À l’occasion de la réforme du système d’assurance chômage, le Premier ministre, Édouard Philippe, et la ministre du Travail, Muriel Pénicaud, ont annoncé la mise en place d’un système de bonus-malus qui va directement concerner les contrats courts établis dans le secteur de l’hôtellerie-restauration, comme dans six autres secteurs de l’économie : l’agroalimentaire, les activités scientifiques et techniques, les eaux et la gestion des déchets, le transport et l’entreposage, la fabrication de caoutchouc et de plastique, le travail du bois, de l’industrie du papier et l’imprimerie. Il faut noter au passage que le bâtiment et la santé, qui recourent eux aussi abondamment aux CDD, sont dispensés de ce bonus-malus. Cette mesure sera en vigueur dès le 1er janvier, mais ne s’appliquera pas aux entreprises de moins de 11 salariés. Elle concernera donc 38 000 entreprises, qui emploient 2,4 millions de personnes.

Le CDI est aujourd’hui devenu une denrée rare et 87 % des embauches se réalisent sous forme de CDD. Les employeurs ont largement recours à cette latitude de flexibilité. En dix ans, la durée moyenne d’un CDD a pratiquement été divisée par deux. Elle tourne aujourd’hui autour de quarante-cinq jours.

Le Gouvernement estime que le recours au CDD coûte cher à l’assurance chômage. Celle-ci intervient comme un filet de sécurité pour le salarié entre deux périodes d’activité. Certains experts estiment que cela engendre un coût de l’ordre de 8 milliards d’euros pour l’Unédic, d’où cette idée de distribution de bons et de mauvais points. Actuellement, le taux de prélèvement des entreprises des cotisations chômage des CDD s’établit à 4,05 % du salaire brut. Désormais, il sera variable. Plus les entreprises affichent un turnover de leurs employés supérieur à la moyenne du secteur, plus ils seront taxés. Mais le prélèvement ne pourra en aucun cas excéder 5 %. A contrario, les bons élèves pourront passer sous la barre actuelle des 4,05 % et voir leur cotisation baisser jusqu’au plancher de 3 %.

Côté patronat, la levée de boucliers est plutôt timide ; l’Umih salue cette « réforme qui doit faire évoluer le marché du travail, encourager le retour à l’emploi à travers un accompagnement des demandeurs d’emplois adapté aux territoires, baisser la précarité des salariés et faire des économies dans le budget de l’État », mais « regrette que cette réforme fasse supporter sur seulement sept secteurs le poids de la dette de l’assurance chômage en instaurant le bonus-malus. Cette mesure apparaît comme discriminatoire. Le recours au contrat court est inhérent au pic d’activité dans l’hôtellerie-restauration.

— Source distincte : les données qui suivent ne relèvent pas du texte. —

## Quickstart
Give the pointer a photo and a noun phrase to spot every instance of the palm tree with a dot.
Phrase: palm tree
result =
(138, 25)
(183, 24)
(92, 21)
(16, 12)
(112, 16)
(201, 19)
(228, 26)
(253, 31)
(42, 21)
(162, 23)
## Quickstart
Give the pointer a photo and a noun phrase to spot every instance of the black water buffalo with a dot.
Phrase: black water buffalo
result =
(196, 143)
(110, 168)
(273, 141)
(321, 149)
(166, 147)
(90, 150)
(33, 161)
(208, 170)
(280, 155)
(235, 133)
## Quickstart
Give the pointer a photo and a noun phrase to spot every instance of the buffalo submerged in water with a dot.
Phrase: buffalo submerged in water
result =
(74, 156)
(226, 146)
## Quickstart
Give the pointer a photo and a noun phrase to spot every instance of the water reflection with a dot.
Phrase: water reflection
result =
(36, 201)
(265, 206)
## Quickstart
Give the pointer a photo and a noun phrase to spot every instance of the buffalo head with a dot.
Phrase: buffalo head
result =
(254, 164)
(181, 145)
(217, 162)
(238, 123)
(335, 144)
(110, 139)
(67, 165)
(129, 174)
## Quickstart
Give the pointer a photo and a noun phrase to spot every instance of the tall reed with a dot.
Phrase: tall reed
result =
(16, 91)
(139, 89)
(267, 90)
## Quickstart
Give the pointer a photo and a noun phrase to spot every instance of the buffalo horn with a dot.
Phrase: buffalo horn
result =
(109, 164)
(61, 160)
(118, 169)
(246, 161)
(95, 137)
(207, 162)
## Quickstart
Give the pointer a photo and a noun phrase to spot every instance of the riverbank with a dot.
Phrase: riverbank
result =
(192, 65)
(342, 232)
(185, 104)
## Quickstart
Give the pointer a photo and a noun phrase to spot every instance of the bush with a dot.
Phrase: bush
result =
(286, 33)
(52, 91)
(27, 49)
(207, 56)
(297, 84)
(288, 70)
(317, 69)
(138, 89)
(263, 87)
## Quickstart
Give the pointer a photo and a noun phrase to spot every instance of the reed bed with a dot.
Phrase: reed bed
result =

Plus incisif, le GNI, dans un communiqué, évoque sa « colère » et son président Didier Chenet rappelle que la profession « n’a pas d’autres alternatives que de recourir à ces contrats courts, sauf à aller vers plus de précarité pour nos collaborateurs en les recrutant sous statut d’auto- entrepreneur, un statut où la protection sociale est réduite à peau de chagrin ». Il estime que cette taxe flottante va contribuer à une augmentation inévitable de la masse salariale : « Pour des entreprises comme les traiteurs organisateurs de réceptions et d’événements, c’est une attaque en règle contre leur compétitivité, car aujourd’hui, le marché est international. » On se souvient qu’il y a quelques mois, l’Umih avait proposé l’instauration d’un CDI de mobilité qui fonctionnerait autour d’une plate-forme permettant aux employeurs de trouver des réponses ponctuelles à leurs besoins de main-d’œuvre. Mais cette suggestion reste pour l’instant très hypothétique. Elle a au moins le mérite de montrer que la précarité engendrée par le recours trop fréquent aux CDD nuit à l’attractivité de la profession.